David asks for God to cleanse him; to change him and to deliver him. Let’s read 7-14 again (READ)
Most of you are probably familiar with the OT Law, which explains how our sins require a blood sacrifice, but when a person is defiled - by disease, or coming into contact with one who is unclean - they must be cleansed. If you were not clean, you could neither commune with man or God. This is why David mentions the hyssop (7) - it is a branch that was used to sprinkle either blood or water in ceremonial cleansings.
That cleansing is what David knew he needed. He knew that no matter how many baths he took, he could not scrub off his sin. No, he needed a Divine cleansing! He needed a Holy intervention that would give him a new heart; new desires. ONLY God can do that!
So he cries out, trusting that God alone holds His salvation and his forgiveness. “Wash me, and I will be whiter than snow” - a promise echoed in Isaiah as God delivered the message of repentance to Judah through him.
Isaiah 1:18 NASB95
“Come now, and let us reason together,” Says the Lord, “Though your sins are as scarlet, They will be as white as snow; Though they are red like crimson, They will be like wool.
Oh what a picture! David knew that God’s forgiveness and spiritual restoration would also restore his joy. In fact, I think David was counting on not just a restoration, but a re-purposing! Let me return and highlight v. 12-14 (READ) Hey, aren’t you glad that God is patient towards us? That He calls us to be made new in Him?
This picture is present throughout the NT- Peter preached in:
Acts 3:19 NASB95
“Therefore repent and return, so that your sins may be wiped away, in order that times of refreshing may come from the presence of the Lord;
Also, John taught in
1 John 1:9 NASB95
If we confess our sins, He is faithful and righteous to forgive us our sins and to cleanse us from all unrighteousness.
Friends, when we come honestly before the Lord- acknowledging His holiness and our sin and placing our trust in Him, He will restore us. He will give us that clean heart, and He will deliver us from the bloodguiltiness of our transgressions. How do we know this? His Word testifies to His faithfulness.
Folks, God’s mercy is greater than your transgressions - Look here- your sin is not so great that God cannot redeem you! . As the song goes, “My sins they are many, His mercies are more...”
Discuss: How can we be confident in God’s forgiveness and restoration?

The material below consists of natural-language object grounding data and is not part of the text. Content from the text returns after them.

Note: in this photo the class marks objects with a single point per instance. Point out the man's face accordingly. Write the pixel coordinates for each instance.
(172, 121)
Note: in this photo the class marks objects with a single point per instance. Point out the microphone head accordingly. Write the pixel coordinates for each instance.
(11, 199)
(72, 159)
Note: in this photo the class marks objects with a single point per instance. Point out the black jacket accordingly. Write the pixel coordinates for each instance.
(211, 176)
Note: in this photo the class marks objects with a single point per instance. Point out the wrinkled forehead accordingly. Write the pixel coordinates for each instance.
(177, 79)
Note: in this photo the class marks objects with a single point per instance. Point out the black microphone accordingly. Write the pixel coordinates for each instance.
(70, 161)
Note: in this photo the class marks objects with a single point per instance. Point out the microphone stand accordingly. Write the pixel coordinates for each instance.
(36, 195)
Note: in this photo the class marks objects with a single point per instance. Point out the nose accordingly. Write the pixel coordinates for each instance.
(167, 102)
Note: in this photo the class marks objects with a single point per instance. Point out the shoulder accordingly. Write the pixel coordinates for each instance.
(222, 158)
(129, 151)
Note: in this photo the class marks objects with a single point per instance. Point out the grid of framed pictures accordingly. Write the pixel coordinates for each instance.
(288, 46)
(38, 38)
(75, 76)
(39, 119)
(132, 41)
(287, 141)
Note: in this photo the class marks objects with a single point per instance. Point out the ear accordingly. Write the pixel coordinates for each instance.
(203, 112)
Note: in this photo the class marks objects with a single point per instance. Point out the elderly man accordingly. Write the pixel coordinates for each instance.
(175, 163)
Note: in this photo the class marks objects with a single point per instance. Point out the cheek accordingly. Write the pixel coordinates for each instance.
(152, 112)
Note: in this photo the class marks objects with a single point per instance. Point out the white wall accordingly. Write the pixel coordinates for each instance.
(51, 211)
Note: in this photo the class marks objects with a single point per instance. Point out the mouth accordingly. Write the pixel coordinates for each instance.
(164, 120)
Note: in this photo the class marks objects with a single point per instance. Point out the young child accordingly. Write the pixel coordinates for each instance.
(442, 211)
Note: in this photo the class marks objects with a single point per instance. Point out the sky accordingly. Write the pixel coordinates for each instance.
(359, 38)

The final step in repentance is to:


Look with me to verses 14b-19 (READ)
Now, you might be wondering, “How is celebrating a part of repentance?”
Well, the thing is, in our sin, we cannot truly praise God. In our sin, our songs and offerings are vain. You can be loud and put on a good show, but true praise is a reflection of a sincere and humble heart.

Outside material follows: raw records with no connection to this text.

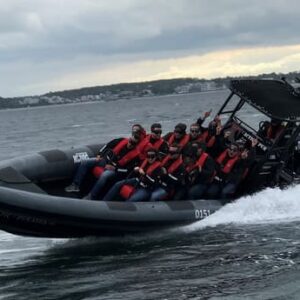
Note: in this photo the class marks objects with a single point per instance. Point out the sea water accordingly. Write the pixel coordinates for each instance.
(247, 250)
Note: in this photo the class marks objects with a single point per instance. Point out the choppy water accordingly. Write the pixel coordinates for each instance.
(247, 250)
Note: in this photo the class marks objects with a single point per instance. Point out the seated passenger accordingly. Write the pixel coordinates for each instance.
(178, 136)
(154, 140)
(189, 159)
(173, 176)
(228, 175)
(195, 136)
(205, 168)
(271, 130)
(210, 135)
(201, 120)
(148, 175)
(125, 157)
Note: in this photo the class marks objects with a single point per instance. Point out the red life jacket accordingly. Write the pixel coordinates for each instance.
(150, 168)
(128, 156)
(230, 162)
(174, 166)
(199, 163)
(117, 149)
(204, 135)
(209, 140)
(202, 159)
(145, 144)
(273, 133)
(183, 141)
(127, 190)
(198, 139)
(97, 171)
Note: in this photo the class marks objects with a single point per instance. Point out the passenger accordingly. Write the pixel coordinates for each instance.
(205, 167)
(148, 175)
(200, 121)
(195, 136)
(174, 173)
(221, 141)
(119, 148)
(178, 136)
(154, 140)
(210, 135)
(271, 130)
(227, 175)
(189, 160)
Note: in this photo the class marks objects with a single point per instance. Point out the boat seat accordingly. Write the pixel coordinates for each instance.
(11, 178)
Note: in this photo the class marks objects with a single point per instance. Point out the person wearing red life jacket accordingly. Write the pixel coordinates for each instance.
(147, 178)
(189, 159)
(205, 169)
(178, 136)
(154, 140)
(228, 173)
(271, 130)
(173, 176)
(195, 136)
(118, 148)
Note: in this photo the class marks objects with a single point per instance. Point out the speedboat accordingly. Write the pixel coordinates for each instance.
(33, 201)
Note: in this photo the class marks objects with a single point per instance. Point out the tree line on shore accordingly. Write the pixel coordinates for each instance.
(128, 90)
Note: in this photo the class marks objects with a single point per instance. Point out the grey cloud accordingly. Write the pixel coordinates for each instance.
(62, 33)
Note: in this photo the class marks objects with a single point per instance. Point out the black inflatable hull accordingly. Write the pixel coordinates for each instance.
(26, 209)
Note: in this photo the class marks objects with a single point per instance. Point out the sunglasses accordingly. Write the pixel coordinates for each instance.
(173, 152)
(157, 131)
(178, 131)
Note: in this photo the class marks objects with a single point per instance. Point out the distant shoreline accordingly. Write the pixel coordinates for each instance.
(70, 102)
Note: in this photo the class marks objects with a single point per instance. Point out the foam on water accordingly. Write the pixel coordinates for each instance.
(267, 206)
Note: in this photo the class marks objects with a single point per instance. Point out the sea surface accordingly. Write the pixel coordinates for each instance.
(250, 249)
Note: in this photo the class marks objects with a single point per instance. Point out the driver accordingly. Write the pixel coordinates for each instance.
(125, 156)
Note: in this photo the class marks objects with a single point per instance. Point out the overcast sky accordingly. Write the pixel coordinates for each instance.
(50, 45)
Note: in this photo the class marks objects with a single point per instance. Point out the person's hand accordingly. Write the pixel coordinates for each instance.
(227, 134)
(110, 167)
(207, 114)
(217, 119)
(141, 171)
(254, 142)
(244, 154)
(218, 129)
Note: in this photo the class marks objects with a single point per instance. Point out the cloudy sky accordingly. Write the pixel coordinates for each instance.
(50, 45)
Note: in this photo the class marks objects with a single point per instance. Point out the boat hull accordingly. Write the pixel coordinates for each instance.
(29, 214)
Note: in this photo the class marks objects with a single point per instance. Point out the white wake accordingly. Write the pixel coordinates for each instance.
(270, 205)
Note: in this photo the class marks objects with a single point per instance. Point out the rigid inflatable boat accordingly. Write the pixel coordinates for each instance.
(33, 201)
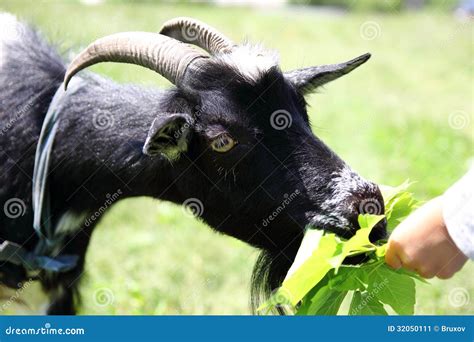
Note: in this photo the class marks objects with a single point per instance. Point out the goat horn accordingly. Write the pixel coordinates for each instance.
(192, 31)
(168, 57)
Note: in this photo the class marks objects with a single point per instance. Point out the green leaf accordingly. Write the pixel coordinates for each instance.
(349, 279)
(309, 243)
(305, 305)
(393, 288)
(400, 208)
(318, 281)
(312, 270)
(326, 301)
(363, 303)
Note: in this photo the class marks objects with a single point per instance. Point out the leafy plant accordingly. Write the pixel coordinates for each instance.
(318, 281)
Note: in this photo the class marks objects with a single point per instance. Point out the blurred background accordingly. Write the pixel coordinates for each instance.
(406, 114)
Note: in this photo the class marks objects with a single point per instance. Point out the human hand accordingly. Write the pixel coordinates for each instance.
(421, 243)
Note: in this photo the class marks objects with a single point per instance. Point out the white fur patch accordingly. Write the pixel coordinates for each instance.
(250, 60)
(10, 31)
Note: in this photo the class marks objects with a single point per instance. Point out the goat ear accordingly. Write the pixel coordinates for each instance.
(168, 135)
(308, 79)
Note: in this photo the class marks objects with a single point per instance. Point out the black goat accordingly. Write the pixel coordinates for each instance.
(233, 138)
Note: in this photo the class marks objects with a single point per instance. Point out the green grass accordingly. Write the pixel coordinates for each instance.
(389, 120)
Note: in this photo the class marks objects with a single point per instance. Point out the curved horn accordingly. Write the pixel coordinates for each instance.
(168, 57)
(196, 32)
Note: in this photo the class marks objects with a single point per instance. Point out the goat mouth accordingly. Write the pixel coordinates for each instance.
(346, 231)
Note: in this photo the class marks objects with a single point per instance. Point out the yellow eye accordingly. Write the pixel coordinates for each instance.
(223, 143)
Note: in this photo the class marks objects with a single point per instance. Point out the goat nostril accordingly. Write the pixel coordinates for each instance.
(371, 206)
(379, 231)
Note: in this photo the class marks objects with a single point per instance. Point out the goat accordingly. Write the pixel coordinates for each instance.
(232, 134)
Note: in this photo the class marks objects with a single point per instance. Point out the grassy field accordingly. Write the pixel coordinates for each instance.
(408, 113)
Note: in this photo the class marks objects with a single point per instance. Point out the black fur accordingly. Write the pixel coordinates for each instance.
(238, 189)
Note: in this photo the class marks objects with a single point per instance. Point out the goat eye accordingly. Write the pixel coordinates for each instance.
(223, 143)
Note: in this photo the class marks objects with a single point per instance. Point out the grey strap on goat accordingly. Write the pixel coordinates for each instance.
(39, 259)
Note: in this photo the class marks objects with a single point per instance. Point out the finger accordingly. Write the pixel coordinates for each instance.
(391, 257)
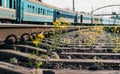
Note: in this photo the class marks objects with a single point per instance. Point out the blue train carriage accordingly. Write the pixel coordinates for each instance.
(85, 18)
(97, 20)
(106, 21)
(111, 21)
(78, 17)
(66, 14)
(117, 22)
(32, 11)
(7, 11)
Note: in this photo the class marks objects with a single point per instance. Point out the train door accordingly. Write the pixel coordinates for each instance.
(19, 11)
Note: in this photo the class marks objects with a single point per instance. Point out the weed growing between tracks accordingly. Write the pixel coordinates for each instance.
(36, 41)
(59, 26)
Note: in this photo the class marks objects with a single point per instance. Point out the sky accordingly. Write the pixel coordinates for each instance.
(86, 5)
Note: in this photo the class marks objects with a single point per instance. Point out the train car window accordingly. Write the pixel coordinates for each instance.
(33, 9)
(30, 9)
(10, 4)
(14, 5)
(81, 20)
(0, 2)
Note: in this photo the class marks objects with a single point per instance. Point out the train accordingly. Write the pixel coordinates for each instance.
(32, 11)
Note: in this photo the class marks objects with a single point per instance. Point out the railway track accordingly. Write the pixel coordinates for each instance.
(80, 57)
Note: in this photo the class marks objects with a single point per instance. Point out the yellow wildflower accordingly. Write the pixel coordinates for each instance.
(41, 36)
(63, 26)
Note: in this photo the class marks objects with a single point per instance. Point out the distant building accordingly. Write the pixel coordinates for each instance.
(39, 0)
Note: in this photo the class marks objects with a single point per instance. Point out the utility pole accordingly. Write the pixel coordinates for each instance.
(73, 5)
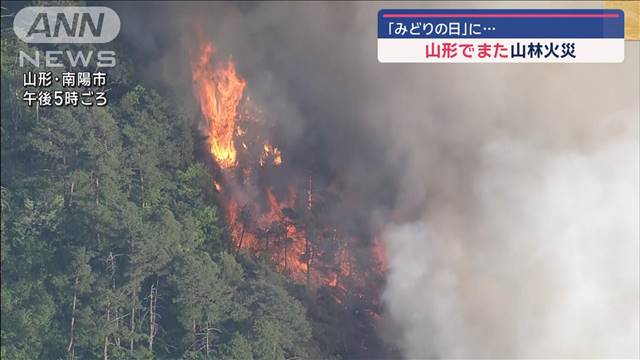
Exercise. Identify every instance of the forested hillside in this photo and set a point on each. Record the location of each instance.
(113, 246)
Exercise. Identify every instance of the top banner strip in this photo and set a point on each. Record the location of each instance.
(501, 24)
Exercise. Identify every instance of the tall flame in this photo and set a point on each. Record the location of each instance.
(269, 221)
(219, 89)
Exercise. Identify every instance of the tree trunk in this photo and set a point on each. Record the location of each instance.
(153, 299)
(71, 348)
(133, 317)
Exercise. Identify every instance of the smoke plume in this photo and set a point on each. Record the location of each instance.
(507, 194)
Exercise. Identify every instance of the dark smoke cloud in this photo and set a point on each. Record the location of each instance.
(508, 193)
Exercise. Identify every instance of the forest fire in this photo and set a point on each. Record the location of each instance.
(219, 91)
(279, 223)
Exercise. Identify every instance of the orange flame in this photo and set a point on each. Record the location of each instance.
(219, 89)
(282, 228)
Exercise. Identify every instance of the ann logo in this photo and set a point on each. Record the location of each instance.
(66, 24)
(41, 25)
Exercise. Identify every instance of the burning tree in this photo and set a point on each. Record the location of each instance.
(270, 218)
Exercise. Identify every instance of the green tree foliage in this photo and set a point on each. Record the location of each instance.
(113, 246)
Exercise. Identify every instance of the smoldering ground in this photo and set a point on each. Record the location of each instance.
(508, 194)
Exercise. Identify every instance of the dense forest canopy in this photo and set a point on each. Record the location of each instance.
(114, 245)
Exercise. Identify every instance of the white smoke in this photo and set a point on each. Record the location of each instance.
(548, 265)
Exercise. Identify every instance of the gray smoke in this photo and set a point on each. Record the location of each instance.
(507, 194)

Only when we have been restored can we bring acceptable worship to God. This is why David says, (15) Open my lips!
David must have felt the weightiness of that sin which separated him from God. As he pled for God’s forgiveness, he longed to commune with Him - to return to worship.

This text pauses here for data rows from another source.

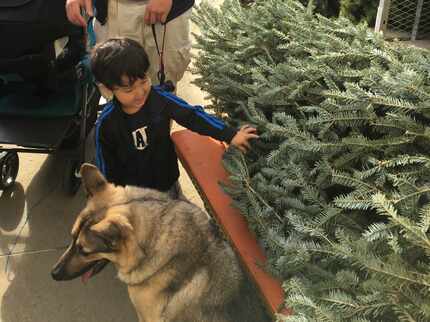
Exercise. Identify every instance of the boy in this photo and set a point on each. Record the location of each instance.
(133, 145)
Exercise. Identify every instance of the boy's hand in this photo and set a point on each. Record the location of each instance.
(157, 11)
(73, 11)
(242, 137)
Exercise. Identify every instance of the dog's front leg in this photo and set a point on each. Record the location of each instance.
(187, 296)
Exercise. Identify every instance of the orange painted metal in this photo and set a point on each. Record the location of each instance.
(201, 157)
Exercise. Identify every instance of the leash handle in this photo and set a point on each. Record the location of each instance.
(91, 33)
(161, 74)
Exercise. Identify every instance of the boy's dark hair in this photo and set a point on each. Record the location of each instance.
(118, 57)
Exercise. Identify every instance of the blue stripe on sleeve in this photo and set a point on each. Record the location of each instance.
(212, 120)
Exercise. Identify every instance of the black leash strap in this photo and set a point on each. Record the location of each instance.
(160, 75)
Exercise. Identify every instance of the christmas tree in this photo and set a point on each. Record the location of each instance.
(337, 188)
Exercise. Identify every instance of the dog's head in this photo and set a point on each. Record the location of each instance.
(101, 232)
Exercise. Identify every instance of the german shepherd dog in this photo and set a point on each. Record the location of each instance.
(177, 268)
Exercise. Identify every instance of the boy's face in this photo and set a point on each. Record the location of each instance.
(132, 96)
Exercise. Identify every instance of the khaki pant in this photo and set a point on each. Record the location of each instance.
(125, 19)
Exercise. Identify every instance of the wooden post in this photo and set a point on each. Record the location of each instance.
(382, 16)
(417, 20)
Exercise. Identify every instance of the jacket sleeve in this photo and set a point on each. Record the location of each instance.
(105, 154)
(196, 119)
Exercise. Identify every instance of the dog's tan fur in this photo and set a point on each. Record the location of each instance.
(165, 250)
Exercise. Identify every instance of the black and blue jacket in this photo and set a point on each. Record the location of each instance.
(137, 149)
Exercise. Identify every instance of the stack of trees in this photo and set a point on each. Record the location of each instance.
(338, 186)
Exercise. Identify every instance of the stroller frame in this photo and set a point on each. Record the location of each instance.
(83, 120)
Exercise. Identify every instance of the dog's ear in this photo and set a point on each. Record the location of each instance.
(92, 179)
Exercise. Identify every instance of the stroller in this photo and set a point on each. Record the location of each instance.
(48, 100)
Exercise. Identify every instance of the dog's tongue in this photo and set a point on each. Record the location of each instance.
(86, 276)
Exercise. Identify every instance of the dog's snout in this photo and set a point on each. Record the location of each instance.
(57, 273)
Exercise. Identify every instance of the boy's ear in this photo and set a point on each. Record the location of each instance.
(105, 92)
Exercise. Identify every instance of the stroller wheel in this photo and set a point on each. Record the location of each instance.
(9, 165)
(71, 180)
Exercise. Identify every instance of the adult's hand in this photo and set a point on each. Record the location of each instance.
(156, 11)
(73, 11)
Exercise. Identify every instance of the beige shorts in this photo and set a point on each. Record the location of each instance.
(125, 19)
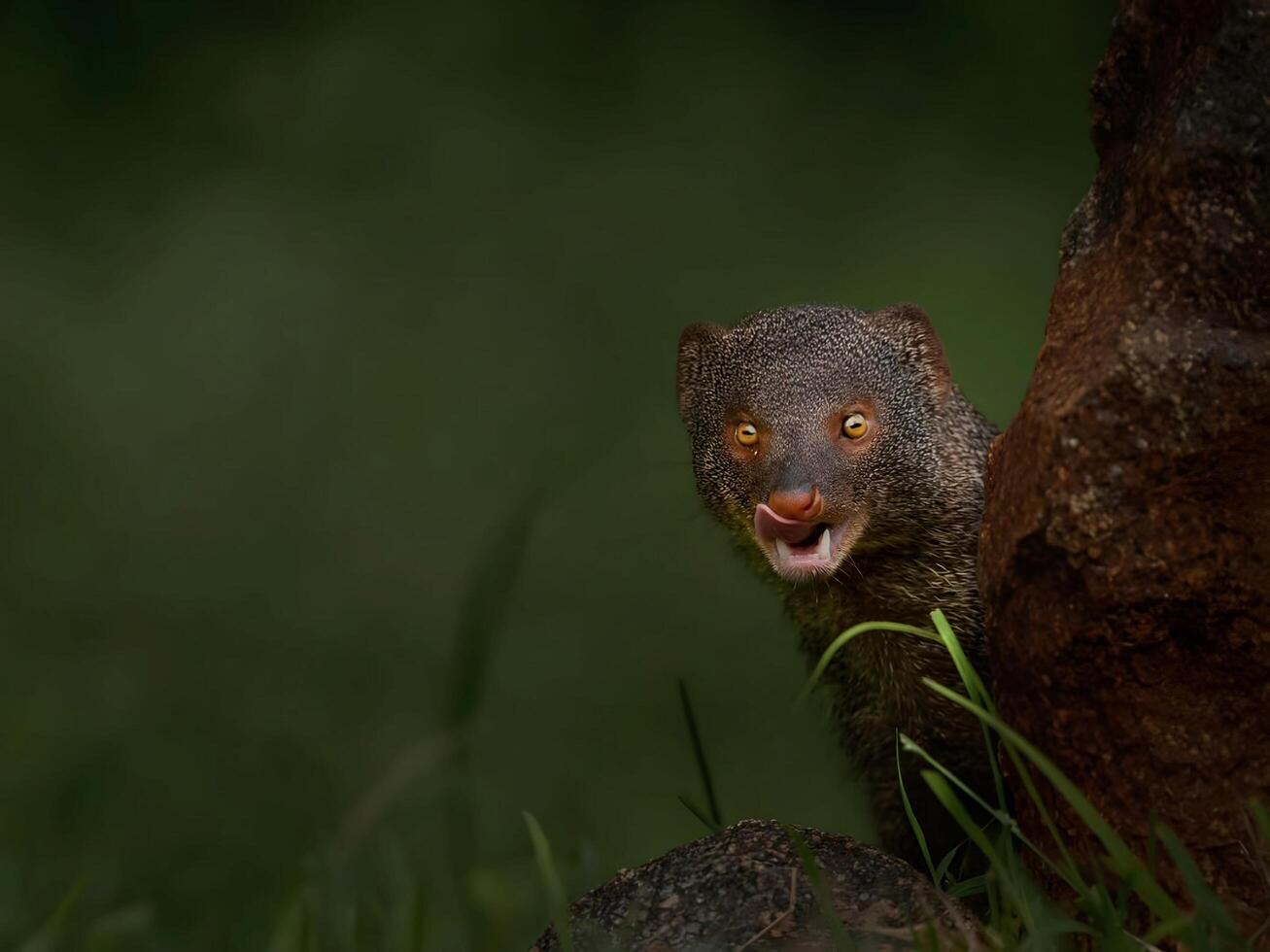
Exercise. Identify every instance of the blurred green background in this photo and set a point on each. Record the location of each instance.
(338, 353)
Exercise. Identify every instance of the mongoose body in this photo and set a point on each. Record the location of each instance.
(835, 446)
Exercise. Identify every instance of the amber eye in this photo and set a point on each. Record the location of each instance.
(747, 434)
(855, 426)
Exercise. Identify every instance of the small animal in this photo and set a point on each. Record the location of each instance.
(836, 448)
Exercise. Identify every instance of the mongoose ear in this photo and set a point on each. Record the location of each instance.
(910, 329)
(695, 342)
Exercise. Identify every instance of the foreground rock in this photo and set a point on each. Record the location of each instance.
(1125, 550)
(745, 889)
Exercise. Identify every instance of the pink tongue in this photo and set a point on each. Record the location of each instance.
(769, 525)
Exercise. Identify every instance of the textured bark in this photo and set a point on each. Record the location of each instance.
(735, 891)
(1125, 549)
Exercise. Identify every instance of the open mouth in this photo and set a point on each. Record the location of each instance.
(799, 549)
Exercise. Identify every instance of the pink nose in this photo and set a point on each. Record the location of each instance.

There is a chorus we sometimes sing, called “I love you Lord” And I tell you this is so dear to my heart
I love you Lord, And I lift my voice
To worship you, o my soul rejoice!
Take joy, my King in what you hear,
May it be a sweet, sweet sound in your ear.
That is the celebration and in many ways, a test:
That God would hear our worship and receive it as such.
That when we pray, we can be confident that He hears us because we are surrendered to His will.
That when He looks at us, our cleansed hearts sing truth.
This morning, I want to invite you to return to worship.. If there is sin in your life this morning; perhaps you’ve been avoiding God… maybe you’ve never taken the first step to reconciliation with Him… Won’t you repent and trust in Jesus Christ who Himself paid the penalty for your sin. Come, confess your sins and experience forgiveness and cleansing.
In just a moment, we will take of the Lord’s Supper. This is a picture of our unity with Christ; If you are a baptized believer and have no unconfessed sin, I invite you to join with us in this ordinance. If you need to confess sin and ask for God’s forgiveness, I encourage you to to do that at this time.
My prayer is that you would be restored this morning, and God would open your lips so you may sing “tis so sweet to trust in Jesus...”
Discuss: How is celebration a part of repentance?